Benchmarking Logistic Regression, SVM, and LightGBM Against BiLSTM with Attention for Sentiment Analysis on Indonesian Product Reviews
Pith reviewed 2026-05-07 16:30 UTC · model grok-4.3
The pith
Traditional machine learning classifiers can marginally outperform deep learning models for sentiment analysis on Indonesian product reviews.
A machine-rendered reading of the paper's core claim, the machinery that carries it, and where it could break.
Core claim
Logistic regression achieves the best performance among the evaluated machine learning approaches with 97.26 percent accuracy and F1-score, slightly exceeding the bidirectional long short-term memory model with attention at 97.24 percent accuracy and F1-score on the test portion of Indonesian product review data. The work establishes that traditional machine learning algorithms with proper preprocessing and feature extraction can compete closely with, and even marginally outperform, more complex sequential deep learning architectures on high-dimensional datasets, while simultaneously offering greater computational efficiency.
What carries the argument
The direct side-by-side comparison of feature-engineered machine learning classifiers against an attention-augmented recurrent neural network for binary sentiment classification on product review text.
If this is right
- For similar high-dimensional text classification tasks, simpler machine learning models can be selected to achieve high accuracy without the training overhead of deep networks.
- E-commerce platforms can implement sentiment monitoring with lower resource demands while maintaining near-equivalent performance levels.
- Thorough preprocessing and automated tuning enable conventional classifiers to remain viable alternatives to sequential neural architectures in production settings.
Where Pith is reading between the lines
- The narrow performance difference suggests that attention layers may contribute little when input features already capture strong signals from bag-of-words or similar representations.
- Repeating the benchmark on unbalanced review data or in other languages could test whether the preference for machine learning models generalizes beyond the balanced Indonesian binary case.

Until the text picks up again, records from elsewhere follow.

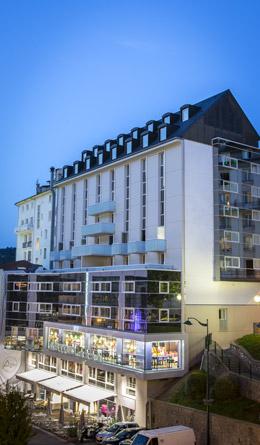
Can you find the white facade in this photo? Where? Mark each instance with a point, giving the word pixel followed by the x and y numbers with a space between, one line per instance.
pixel 34 229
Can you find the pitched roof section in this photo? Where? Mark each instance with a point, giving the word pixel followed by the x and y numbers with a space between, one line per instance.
pixel 216 116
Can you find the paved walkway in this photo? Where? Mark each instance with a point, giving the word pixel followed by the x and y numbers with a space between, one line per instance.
pixel 45 438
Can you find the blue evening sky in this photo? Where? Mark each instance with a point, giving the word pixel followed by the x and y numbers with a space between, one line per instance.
pixel 74 73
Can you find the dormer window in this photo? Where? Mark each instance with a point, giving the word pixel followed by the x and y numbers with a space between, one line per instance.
pixel 100 158
pixel 167 119
pixel 185 114
pixel 145 140
pixel 121 140
pixel 87 163
pixel 135 134
pixel 129 147
pixel 163 133
pixel 114 153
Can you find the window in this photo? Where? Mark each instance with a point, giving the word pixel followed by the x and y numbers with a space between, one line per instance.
pixel 101 286
pixel 231 262
pixel 232 212
pixel 222 316
pixel 255 191
pixel 227 161
pixel 127 197
pixel 71 309
pixel 129 286
pixel 129 147
pixel 130 386
pixel 256 215
pixel 101 312
pixel 100 158
pixel 256 263
pixel 161 189
pixel 256 239
pixel 145 140
pixel 72 286
pixel 255 168
pixel 229 186
pixel 163 133
pixel 164 315
pixel 16 306
pixel 164 287
pixel 114 153
pixel 231 236
pixel 87 163
pixel 185 114
pixel 38 218
pixel 112 185
pixel 98 188
pixel 45 308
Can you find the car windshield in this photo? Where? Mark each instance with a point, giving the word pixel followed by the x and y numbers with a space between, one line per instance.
pixel 140 440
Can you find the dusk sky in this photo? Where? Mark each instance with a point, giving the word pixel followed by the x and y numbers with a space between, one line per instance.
pixel 74 73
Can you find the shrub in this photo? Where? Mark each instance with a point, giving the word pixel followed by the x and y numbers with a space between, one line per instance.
pixel 226 388
pixel 195 386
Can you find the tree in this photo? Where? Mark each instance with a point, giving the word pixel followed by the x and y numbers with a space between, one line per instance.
pixel 15 420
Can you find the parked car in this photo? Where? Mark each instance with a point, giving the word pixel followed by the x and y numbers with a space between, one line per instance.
pixel 173 435
pixel 124 434
pixel 114 429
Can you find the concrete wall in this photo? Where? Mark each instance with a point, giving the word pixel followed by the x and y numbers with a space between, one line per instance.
pixel 224 431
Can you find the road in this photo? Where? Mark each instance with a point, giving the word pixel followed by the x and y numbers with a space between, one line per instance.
pixel 43 438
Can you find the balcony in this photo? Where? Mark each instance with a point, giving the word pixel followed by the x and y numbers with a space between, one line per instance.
pixel 101 208
pixel 24 228
pixel 98 229
pixel 92 250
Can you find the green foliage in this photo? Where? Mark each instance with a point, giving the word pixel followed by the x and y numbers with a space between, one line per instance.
pixel 252 344
pixel 195 386
pixel 15 422
pixel 226 388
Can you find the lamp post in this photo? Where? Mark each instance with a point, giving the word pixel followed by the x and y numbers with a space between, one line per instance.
pixel 207 401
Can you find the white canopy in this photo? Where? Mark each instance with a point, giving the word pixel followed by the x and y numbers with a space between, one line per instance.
pixel 35 375
pixel 88 393
pixel 60 384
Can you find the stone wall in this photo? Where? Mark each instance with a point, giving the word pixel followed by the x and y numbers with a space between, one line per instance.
pixel 224 431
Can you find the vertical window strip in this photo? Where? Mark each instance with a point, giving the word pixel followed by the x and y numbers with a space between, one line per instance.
pixel 162 189
pixel 73 212
pixel 62 214
pixel 127 197
pixel 143 196
pixel 112 184
pixel 98 190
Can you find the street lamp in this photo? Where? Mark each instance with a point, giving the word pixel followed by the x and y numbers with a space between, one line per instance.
pixel 207 401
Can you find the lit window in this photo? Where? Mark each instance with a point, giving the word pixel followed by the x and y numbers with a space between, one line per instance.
pixel 185 114
pixel 114 153
pixel 163 287
pixel 145 140
pixel 232 212
pixel 100 158
pixel 231 262
pixel 129 147
pixel 231 236
pixel 163 133
pixel 87 163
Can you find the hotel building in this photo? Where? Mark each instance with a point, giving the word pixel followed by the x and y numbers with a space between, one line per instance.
pixel 147 229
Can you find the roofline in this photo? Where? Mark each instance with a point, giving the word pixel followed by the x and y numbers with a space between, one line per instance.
pixel 32 197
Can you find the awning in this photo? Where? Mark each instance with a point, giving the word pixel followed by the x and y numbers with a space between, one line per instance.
pixel 88 394
pixel 60 384
pixel 35 375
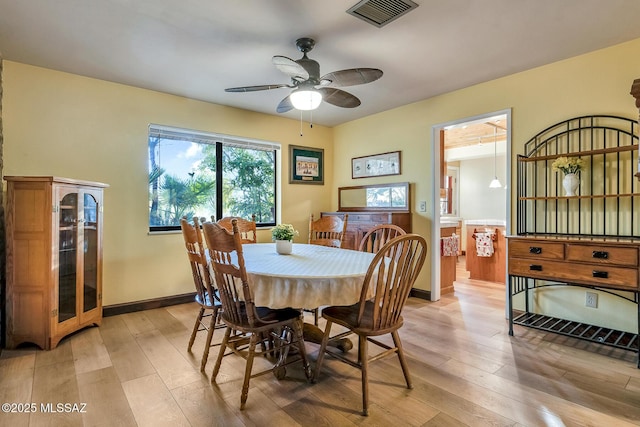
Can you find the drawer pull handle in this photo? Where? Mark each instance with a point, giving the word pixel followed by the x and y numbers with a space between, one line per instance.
pixel 600 254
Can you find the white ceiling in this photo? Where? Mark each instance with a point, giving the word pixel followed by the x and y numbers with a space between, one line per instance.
pixel 197 48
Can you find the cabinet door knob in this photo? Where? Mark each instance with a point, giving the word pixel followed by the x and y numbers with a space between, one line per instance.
pixel 600 254
pixel 600 274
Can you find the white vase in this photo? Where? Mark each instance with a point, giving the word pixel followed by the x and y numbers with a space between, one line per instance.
pixel 284 247
pixel 570 183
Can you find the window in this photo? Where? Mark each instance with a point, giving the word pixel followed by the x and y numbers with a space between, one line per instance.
pixel 193 173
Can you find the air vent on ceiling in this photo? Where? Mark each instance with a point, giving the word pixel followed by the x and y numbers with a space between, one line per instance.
pixel 381 12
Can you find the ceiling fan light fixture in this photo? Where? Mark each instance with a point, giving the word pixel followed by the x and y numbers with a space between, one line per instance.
pixel 305 99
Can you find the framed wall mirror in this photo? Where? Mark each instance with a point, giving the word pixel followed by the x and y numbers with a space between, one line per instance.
pixel 376 197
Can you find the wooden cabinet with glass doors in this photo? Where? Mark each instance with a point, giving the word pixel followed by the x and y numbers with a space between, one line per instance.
pixel 54 258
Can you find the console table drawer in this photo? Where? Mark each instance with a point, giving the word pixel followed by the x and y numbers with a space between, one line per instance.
pixel 603 254
pixel 597 275
pixel 370 218
pixel 536 249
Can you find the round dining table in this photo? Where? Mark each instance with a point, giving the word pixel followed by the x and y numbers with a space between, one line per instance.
pixel 311 276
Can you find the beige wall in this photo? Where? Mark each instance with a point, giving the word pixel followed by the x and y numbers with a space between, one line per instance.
pixel 595 83
pixel 66 125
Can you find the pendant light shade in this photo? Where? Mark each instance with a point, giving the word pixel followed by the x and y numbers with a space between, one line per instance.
pixel 495 182
pixel 305 99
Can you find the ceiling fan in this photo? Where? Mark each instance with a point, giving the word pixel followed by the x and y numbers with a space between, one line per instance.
pixel 309 89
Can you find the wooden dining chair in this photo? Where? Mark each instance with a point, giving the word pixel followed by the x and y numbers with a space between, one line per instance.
pixel 247 228
pixel 206 295
pixel 377 236
pixel 389 279
pixel 328 230
pixel 282 328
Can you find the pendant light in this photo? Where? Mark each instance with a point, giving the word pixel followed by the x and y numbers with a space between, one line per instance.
pixel 495 182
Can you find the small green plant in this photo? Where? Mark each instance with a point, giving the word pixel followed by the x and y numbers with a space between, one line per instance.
pixel 568 165
pixel 283 232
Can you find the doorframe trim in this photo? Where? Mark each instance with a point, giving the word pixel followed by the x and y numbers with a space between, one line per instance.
pixel 435 167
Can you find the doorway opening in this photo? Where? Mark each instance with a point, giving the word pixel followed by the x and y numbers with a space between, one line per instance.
pixel 472 163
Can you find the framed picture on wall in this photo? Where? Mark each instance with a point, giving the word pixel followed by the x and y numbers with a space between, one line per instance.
pixel 376 165
pixel 306 165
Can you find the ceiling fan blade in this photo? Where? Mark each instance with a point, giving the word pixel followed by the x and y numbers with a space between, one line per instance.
pixel 338 97
pixel 255 88
pixel 352 76
pixel 290 67
pixel 285 105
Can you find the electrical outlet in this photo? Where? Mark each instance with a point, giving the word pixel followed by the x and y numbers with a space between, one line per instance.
pixel 591 300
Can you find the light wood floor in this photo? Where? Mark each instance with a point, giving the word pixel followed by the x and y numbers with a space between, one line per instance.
pixel 135 370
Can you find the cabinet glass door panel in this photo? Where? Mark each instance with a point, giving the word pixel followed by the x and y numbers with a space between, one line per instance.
pixel 67 255
pixel 90 249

- This style of controlled comparison offers a template for deciding model families in other natural language processing applications where efficiency matters.
Load-bearing premise
The machine learning models and the deep learning model received comparable hyperparameter optimization effort and the chosen feature representations do not systematically favor the simpler algorithms.
What would settle it
A retraining of the bidirectional long short-term memory model with attention using a wider hyperparameter search or different text embeddings that raises its accuracy above 97.26 percent on the same held-out test samples would falsify the marginal outperformance claim.
Figures
read the original abstract
Sentiment analysis of product reviews on e-commerce platforms plays a critical role in automatically understanding customer satisfaction and providing actionable insights for sellers seeking to improve product quality. This paper presents a comprehensive benchmarking study comparing a Machine Learning (ML) approach via the PyCaret AutoML framework against a Deep Learning (DL) approach based on a Bidirectional Long Short-Term Memory (BiLSTM) architecture with an Attention mechanism for binary sentiment classification on Indonesian product reviews. The dataset comprises 19,728 samples balanced equally between positive and negative reviews. For the ML approach, three prominent algorithms were evaluated via 10-fold stratified cross-validation: Logistic Regression (LR), Support Vector Machine (SVM) with a linear kernel, and Light Gradient Boosting Machine (LightGBM). Logistic Regression achieved the best ML performance with an accuracy of 97.26\% and an F1-score of 97.26\%. The BiLSTM with Attention model, evaluated on 3,946 held-out test samples, achieved an accuracy of 97.24\% and an F1-score of 97.24\%. These comparative results demonstrate that traditional ML algorithms with proper preprocessing and feature extraction can compete closely with, and even marginally outperform, more complex sequential DL architectures on high-dimensional datasets, while simultaneously offering greater computational efficiency.
Editorial analysis
A structured set of objections, weighed in public.
Referee Report
Summary. The paper benchmarks three PyCaret-tuned traditional ML models (Logistic Regression, linear SVM, LightGBM) against a BiLSTM-with-attention deep model for binary sentiment classification on a balanced set of 19,728 Indonesian product reviews. Using 10-fold stratified cross-validation, Logistic Regression reaches 97.26% accuracy and F1; the BiLSTM, evaluated on a 3,946-sample held-out test set, reaches 97.24%. The authors conclude that properly preprocessed traditional ML can match or slightly exceed complex sequential DL while being computationally cheaper.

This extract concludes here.